Council hires grant writer for fire dept.


Village council this week continued seeking funding for the fire department through a grant writer despite concerns shared by the village solicitor.

Council unanimously agreed to a grant writing contract with Mickey Smith of Ohio First Responder Grants LLC to apply for a first responders grant through FEMA (Federal Emergency Management Agency).

Council last month authorized Fire Chief Larry Hephner to begin collecting paperwork for the application even without the contract. At that time, council asked Village Solicitor Walter Newton to provide the contract at this week’s meeting.

When presenting legislation to approve the contract, Newton shared some concerns, notably a “hold harmless clause” which he said means the village is liable for any mistakes Smith makes, making the village open to any possible lawsuit. He also said he is concerned that the village can be offered less than the amount needed for the project specified in the grant, and even if council rejects the grant, just being offered the grant will make the village responsible for paying Smith the bonus for an awarded grant.

Fiscal Officer Randy Chismar said that the only way the village will be offered less than the amount sought in the grant is if the village is offered whatever is left in the grant fund, but that a grant is not considered awarded unless the village accepts it.

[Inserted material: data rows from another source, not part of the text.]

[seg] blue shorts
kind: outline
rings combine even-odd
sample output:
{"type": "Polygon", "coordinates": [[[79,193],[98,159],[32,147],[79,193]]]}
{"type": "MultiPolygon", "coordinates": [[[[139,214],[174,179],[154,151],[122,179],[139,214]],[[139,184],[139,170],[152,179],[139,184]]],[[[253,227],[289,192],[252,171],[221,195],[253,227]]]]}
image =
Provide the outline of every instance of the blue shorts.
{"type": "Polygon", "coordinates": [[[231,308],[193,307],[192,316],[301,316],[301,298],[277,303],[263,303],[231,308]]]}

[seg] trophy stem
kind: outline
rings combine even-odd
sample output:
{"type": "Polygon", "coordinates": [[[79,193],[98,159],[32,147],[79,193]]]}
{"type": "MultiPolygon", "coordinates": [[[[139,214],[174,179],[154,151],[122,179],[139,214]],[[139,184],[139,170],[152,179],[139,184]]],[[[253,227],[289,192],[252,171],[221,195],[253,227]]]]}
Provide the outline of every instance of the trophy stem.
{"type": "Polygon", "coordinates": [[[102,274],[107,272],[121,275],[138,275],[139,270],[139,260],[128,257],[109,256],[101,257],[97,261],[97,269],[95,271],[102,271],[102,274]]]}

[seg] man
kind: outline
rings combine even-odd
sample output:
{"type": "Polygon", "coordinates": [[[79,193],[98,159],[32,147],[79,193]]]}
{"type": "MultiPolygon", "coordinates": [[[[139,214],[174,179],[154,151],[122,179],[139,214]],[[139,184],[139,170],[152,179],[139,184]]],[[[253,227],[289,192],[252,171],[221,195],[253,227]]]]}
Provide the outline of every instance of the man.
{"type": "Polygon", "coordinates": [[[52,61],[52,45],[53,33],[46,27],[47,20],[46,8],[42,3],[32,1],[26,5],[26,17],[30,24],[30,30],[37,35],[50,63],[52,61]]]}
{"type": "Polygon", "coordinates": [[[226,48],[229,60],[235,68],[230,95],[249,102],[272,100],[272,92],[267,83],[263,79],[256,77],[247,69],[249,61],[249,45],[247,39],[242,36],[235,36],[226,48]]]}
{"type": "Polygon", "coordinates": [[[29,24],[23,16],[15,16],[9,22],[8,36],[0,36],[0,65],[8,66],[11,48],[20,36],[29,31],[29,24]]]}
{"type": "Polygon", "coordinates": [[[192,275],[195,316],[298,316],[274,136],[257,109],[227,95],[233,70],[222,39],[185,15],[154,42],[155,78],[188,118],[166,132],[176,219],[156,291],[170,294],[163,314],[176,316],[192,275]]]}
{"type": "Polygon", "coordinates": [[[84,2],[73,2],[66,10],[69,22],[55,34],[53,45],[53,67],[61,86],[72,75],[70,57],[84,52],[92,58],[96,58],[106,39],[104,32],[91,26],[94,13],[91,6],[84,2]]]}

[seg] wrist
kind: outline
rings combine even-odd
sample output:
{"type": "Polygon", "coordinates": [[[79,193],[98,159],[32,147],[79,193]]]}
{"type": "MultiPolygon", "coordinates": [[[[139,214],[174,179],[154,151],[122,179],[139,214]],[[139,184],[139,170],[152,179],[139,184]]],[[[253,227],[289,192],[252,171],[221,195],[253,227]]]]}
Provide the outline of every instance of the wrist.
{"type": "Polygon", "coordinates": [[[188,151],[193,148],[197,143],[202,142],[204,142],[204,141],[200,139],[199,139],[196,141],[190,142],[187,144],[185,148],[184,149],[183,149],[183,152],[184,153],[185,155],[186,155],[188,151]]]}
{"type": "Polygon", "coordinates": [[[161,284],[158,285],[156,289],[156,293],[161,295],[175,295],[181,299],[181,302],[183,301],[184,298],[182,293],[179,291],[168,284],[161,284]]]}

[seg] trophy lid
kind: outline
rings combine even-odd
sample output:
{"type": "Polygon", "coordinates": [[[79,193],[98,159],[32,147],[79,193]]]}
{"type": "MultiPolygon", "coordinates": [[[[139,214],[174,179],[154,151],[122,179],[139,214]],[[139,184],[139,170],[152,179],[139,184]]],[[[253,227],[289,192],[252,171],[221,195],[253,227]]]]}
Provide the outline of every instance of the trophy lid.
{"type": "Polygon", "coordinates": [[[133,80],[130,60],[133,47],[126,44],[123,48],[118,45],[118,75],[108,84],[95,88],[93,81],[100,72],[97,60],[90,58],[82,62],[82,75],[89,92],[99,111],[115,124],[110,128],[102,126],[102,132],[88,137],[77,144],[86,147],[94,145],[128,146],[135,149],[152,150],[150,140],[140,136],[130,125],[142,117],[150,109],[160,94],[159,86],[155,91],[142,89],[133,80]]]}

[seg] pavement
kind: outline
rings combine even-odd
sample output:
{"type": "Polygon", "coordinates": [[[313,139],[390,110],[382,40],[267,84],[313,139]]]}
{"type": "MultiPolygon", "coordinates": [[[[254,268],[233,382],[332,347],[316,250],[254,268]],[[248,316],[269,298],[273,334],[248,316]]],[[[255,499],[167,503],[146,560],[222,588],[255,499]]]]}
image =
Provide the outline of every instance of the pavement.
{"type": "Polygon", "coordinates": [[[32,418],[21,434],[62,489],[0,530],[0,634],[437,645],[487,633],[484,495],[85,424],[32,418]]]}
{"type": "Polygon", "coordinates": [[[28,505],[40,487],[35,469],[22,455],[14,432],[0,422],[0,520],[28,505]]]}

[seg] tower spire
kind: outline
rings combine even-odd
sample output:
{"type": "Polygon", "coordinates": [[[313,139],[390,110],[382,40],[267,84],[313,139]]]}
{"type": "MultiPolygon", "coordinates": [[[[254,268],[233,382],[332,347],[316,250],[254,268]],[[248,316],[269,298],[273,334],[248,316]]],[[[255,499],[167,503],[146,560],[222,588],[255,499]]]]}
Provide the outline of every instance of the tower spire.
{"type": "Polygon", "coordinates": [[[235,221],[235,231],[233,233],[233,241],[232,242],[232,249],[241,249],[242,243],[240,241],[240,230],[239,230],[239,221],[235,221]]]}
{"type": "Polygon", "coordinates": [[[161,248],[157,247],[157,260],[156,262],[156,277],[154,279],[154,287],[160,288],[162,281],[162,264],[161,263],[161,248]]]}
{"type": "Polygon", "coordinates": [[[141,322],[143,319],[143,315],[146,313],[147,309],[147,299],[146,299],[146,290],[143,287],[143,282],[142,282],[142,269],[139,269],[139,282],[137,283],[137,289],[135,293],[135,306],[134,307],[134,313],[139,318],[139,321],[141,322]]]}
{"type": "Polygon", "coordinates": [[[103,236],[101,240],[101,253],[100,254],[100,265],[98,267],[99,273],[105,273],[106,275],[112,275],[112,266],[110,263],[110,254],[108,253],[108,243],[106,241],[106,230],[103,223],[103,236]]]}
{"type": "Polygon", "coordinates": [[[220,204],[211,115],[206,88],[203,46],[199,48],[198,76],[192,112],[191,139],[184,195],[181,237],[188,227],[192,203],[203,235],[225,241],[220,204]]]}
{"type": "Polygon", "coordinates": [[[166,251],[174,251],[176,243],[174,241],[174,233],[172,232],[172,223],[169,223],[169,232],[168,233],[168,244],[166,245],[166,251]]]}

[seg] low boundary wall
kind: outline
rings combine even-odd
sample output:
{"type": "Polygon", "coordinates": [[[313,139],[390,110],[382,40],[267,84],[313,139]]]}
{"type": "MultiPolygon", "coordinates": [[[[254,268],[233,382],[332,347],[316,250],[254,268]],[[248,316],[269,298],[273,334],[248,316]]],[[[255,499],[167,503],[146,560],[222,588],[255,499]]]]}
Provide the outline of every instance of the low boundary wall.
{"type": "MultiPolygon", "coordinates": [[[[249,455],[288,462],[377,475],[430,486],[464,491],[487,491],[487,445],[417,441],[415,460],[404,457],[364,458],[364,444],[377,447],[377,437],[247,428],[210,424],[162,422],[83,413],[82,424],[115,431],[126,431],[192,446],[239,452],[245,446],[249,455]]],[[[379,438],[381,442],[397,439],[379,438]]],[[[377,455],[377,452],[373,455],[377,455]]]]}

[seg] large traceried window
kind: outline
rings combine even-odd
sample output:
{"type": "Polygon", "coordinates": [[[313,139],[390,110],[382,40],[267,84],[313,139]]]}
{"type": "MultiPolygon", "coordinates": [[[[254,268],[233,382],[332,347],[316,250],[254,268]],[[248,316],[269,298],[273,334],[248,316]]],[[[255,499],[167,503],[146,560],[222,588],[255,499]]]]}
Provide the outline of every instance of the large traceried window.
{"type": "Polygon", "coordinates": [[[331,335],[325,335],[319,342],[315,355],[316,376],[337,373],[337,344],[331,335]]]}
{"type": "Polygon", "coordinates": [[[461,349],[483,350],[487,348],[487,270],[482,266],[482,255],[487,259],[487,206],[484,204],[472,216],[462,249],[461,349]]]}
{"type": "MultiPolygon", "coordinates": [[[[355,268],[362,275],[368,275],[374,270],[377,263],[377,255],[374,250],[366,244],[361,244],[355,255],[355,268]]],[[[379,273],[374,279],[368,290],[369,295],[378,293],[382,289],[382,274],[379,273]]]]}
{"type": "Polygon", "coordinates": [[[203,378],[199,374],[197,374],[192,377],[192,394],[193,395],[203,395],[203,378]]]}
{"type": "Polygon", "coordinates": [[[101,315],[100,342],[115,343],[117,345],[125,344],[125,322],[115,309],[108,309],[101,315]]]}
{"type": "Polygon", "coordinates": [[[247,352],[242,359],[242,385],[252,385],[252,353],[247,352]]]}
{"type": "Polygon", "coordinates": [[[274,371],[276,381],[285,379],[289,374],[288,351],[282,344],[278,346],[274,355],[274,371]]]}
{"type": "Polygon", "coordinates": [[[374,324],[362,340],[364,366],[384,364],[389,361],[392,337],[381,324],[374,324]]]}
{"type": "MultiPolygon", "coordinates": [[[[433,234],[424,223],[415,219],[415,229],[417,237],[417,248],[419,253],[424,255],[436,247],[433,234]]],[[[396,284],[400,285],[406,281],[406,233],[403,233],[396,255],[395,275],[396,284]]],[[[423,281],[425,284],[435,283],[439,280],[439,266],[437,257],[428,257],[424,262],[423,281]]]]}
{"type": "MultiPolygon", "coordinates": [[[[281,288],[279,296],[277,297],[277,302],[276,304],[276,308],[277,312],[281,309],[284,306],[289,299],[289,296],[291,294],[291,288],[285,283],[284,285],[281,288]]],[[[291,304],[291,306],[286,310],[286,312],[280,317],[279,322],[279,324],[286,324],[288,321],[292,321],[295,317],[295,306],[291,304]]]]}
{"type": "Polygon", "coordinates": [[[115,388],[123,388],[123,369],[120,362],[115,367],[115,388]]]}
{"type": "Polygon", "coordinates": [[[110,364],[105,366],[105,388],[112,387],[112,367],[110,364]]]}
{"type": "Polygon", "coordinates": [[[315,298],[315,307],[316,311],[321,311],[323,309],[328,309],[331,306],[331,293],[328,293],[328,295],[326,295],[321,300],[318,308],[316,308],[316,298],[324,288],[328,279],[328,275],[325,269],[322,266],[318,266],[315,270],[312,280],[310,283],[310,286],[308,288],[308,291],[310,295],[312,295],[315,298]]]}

He

also noted that Smith can only apply for funding for items identified by Hephner and included in the contract.

At a meeting last month, Smith advised council to consider one application, with a preference placed on a brush truck, at a cost of $2,500. Council can also attempt three applications, with the second and third at a cost of $1,500 each. Smith made the recommendation based on the department’s run sheets and budget from the past three years.

If council does secure the grant, the village will pay Smith 5 percent.

Hephner said a priority is being placed on the brush truck, which can be used off road because it is lighter than a pumper tank. It costs approximately $150,000 to $185,000. The second and third applications would be for new oxygen tanks and a new Jaws of Life hydraulic rescue tool, which cannot be bundled together.

Smith suggested getting the paperwork started as soon as possible to increase the chance of securing funding.

Councilman Neal Bayless responded to Newton’s concerns, saying that Smith works with departments in four states and helps them obtain grant funding they could never get on their own. He also said he was worried that if Newton continued to change the contract, Smith would no longer be willing to spend the time working with the village.

Newton told Bayless that ultimately the decision is council’s to make, but that his job as solicitor is to warn council about consequences of wording in contracts.

“I wouldn’t be doing my job if I didn’t say something,” Newton said. “Wording is everything in a contract.”